Voilà le vrai fond de l’affaire : là où l’esprit moderne voudrait voir dans la succession d’un hiérarque à un autre la version ecclésiastique de l’alternance du pouvoir, et y accoler une fidélité démesurément attachée à une personne (alors qu’il est mille fois répété sous la plume de saint Paul que « devant Dieu il n’y a point d’acception de personnes » [2]), la Tradition enseigne qu’un hiérarque n’est vénérable comme tel que lorsqu’il ne se rend pas indigne de la mission qu’il a reçue de l’Église. Il faut donc cesser de comparer les critiques faites aux deux papes, et de dire avec raillerie que les traditionalistes sont pris à leur propre piège : qu’ils aient mal formulé leur réaction à l’acharnement du monde journalistique et d’une partie du monde catholique à Benoît XVI n’enlève rien au fait que certaines critiques sont tout à fait compréhensibles, et d’autres inacceptables.

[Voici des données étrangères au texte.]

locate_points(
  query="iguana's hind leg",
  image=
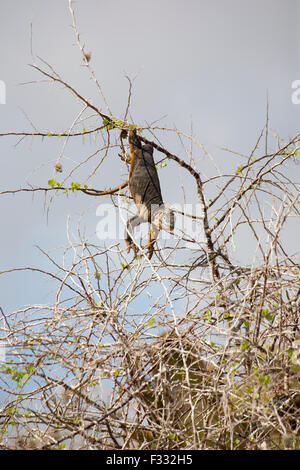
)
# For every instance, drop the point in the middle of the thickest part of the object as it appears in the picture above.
(129, 233)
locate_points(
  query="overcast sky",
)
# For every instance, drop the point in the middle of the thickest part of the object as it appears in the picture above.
(211, 62)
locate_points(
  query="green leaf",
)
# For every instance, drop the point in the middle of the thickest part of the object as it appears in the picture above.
(238, 170)
(151, 321)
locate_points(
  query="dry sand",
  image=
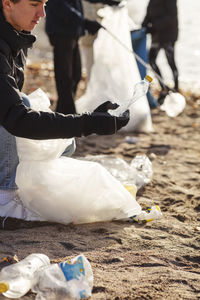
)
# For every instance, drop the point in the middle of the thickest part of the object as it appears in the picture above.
(158, 260)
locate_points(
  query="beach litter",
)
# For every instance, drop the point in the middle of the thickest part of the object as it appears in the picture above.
(71, 279)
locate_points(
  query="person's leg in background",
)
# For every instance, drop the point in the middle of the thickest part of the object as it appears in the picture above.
(76, 69)
(63, 49)
(169, 52)
(138, 38)
(153, 53)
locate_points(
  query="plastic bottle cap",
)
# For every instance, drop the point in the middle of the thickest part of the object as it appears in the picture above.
(147, 77)
(4, 287)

Peut-être qu’avec le temps même les plus butés des soutiens de ce pape seront amenés à voir avec plus d’objectivité les problèmes qui se font jour dans ce pontificat. De toute façon, l’objet de cet article n’est pas de soulever une motion populaire pour appeler à la « démission » du pape François ; mais peut-être les révoltes que son comportement occasionne désormais amèneront-elles le monde catholique dans son ensemble, traditionalistes comme progressistes, déboussolé par les grands bouleversements des cinquante dernières années, à reconsidérer certaines attitudes et conceptions qui n’ont rien à voir avec la Tradition, notamment celle qui consiste à considérer qu’être un bon chrétien revient à défendre le pape contre toute critique (ou à considérer qu’il n’est pas pape s’il dit une seule bêtise). Il est peut-être temps de revenir à une vie de foi centrée sur la communauté locale, et non sur l’existence lointaine d’un pape et d’un magistère qui n’ont pas vocation à fournir la totalité de la nourriture spirituelle de tout un chacun. En lieu et place des encycliques, commencer par lire les exégèses des premiers pères de l’Église ; en lieu et place des entretiens journalistiques, les apophtegmes des pères du désert ; en lieu et place des tweets rédigés dans un latin hasardeux, et c’est peut-être le plus important, les hymnes de l’Église et la théologie chantée qu’elles contiennent.
[1] Mais on sait, comme le montre l’exemple de Ratisbonne, que de telles réactions sont bien plus causées par l’emballement médiatique inconséquent que par les propos eux-mêmes, et que, par-là, se censurer automatiquement par prudence reviendrait à abdiquer tout pouvoir de parole.